Don't forget that LVM snapshots are copy-on-write, so when that master
comes back up and starts processing modifying tables, you'll get amazing
system load on a busy system as your file system starts madly copying
extents into the snapshot volume.
Define a procedure for junior staff how to properly down and up a pool
member. Like, if you get a disk-full on one member, and it borks
replication, what's the step-by-step for a) determining if replication
can re-establish after you do a FLUSH LOGS, b) under what conditions do
you have to re-copy all data from one master to another because your
replication window has expired and your logs have gotten flushed. Your
replication binlogs get really big if you're pushing large materialized
views regularly via replication, or your servers have fast disks, not
enough size to handle a more than a weekend or whole day (for example)

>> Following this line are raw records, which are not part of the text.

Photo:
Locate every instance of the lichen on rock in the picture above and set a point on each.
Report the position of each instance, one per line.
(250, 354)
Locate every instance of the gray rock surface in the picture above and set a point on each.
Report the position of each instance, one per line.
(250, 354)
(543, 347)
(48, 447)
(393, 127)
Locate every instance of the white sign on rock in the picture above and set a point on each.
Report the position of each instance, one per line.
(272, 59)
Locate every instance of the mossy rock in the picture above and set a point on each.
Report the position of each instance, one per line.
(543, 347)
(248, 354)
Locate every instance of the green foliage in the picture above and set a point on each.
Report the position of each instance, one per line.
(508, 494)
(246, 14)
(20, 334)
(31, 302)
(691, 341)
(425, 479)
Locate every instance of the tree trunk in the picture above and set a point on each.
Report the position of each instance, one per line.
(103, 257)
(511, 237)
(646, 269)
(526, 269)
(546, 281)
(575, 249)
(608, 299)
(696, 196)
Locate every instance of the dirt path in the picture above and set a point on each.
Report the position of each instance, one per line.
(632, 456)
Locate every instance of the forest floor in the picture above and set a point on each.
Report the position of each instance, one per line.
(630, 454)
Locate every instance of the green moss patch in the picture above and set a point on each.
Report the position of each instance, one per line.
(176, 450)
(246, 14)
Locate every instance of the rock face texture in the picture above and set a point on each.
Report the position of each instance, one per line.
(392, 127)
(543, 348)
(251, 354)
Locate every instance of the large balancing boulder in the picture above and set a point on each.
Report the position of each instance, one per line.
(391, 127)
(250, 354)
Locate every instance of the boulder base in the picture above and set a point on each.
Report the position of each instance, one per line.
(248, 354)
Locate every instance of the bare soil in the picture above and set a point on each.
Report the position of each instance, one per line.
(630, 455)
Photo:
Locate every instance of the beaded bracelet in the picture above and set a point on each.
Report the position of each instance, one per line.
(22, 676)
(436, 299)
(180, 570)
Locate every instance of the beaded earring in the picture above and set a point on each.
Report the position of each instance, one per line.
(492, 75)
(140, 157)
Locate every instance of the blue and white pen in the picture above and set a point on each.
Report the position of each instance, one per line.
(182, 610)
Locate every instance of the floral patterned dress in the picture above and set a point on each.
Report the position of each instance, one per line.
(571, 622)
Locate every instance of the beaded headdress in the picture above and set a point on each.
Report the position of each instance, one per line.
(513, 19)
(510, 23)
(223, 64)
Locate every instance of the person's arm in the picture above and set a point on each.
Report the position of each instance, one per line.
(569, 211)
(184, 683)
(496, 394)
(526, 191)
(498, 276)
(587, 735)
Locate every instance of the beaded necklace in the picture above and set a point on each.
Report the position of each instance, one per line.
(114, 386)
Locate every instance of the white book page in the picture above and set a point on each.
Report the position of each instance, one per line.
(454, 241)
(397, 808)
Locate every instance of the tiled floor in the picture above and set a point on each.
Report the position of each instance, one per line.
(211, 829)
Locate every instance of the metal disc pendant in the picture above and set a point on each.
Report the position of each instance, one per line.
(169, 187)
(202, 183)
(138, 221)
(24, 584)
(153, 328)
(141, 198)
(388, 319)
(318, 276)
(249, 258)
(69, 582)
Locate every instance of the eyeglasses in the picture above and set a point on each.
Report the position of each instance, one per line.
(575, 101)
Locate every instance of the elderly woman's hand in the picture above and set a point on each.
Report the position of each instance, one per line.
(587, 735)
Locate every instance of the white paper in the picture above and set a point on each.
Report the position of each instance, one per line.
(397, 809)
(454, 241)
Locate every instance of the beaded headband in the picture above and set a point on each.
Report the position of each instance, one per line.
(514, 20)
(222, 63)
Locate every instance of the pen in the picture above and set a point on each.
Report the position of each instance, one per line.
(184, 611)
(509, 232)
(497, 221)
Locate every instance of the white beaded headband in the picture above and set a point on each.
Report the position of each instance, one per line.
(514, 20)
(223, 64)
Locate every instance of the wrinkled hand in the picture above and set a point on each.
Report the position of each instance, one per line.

Define a procedure for checking your my.cnf files for correct
auto-increment-* settings and server-id settings. Junior staff, and even
senior staff rarely add more members to the pool, so these settings are
often mistaken during a midnight maintenance hour. Procedure for adding
members and changing master replication settings is very important.

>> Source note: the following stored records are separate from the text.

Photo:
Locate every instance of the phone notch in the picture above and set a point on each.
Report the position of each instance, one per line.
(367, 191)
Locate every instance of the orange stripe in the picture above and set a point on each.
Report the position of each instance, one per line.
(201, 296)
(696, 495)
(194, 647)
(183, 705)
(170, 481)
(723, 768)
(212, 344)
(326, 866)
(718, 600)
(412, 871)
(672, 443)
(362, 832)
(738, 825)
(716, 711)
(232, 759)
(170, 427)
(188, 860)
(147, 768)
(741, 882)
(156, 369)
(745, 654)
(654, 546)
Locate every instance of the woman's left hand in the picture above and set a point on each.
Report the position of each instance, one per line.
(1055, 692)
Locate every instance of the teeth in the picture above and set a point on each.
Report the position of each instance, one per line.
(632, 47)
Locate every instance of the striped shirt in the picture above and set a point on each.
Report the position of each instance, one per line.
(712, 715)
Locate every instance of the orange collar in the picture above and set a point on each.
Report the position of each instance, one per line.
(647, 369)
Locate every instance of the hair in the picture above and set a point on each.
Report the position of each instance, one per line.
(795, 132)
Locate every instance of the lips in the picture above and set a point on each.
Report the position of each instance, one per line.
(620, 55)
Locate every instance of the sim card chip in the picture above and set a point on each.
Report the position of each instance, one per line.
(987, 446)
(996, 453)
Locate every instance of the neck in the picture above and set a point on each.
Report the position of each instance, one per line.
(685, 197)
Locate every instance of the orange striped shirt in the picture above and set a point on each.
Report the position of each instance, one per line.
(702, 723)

Often your DBA is not racking and changing the equipment.
Make sure that you have a good understanding of what kind of capacity
you're growing at. I started a project with two four-core boxes with
plenty of 15krpm disk and when they got into production, they regularly
spiked to load 20 and 30. Not pretty. Not only had my old architecture
refused traffic to lighten the load, my new architecture didn't. My data
set was growing so fast my sort-buffer settings for the old servers were
too small for new servers. I ended up with four DL380s with 8 cores per
box. I really had to scramble to get more servers in there. The addition
of two more read-only members really helped, and backups handled by
replication to an off-site replicant.
Another load capacity warning: if your traffic is very spiky, and you
get high-load conditions, I've seen reset/dropped connections and also
plain old connection timeouts. So if you have RAM for 1024 connections,
you prolly can't service 1024 connections when you've got table
contention and connections from your web-nodes just start failing. If
they fail for too long, then you have to do some FLUSH HOSTS to reset
connection attempt counters.
I don't know what your application does, but I certainly monitor
replication lag. Load spikes can certainly increase lag. I've had to
move from single instances of mysql to mysqld_multi and separate
databases by replication rate. Your monitoring should also track sql
threads. You might need to define procedure on how to deal with
pooling-out members that fall too far behind in replication.
I've written an iptables script to block webnode connections but allow
sql pool member connections. I use this to take a member out to run
table repairs or to lighten the load while it does replication catch-up.
WAN connectivity for replication is interesting! I did site-to-site
transfer using stunnel. I had to negotiate weird Cisco 5502 VPN
behavior. Copying gigs of myisam files between sites would knock over my
vpn so I had to rate-limit using rsync --bwlimit. Bursting bandwidth
charges were still brutal, though. Later, we ended up configuring CBQ
(search freshmeat.net for cbq-init) on my backup replicant to limit
bandwidth so it wouldn't provoke bursting charges.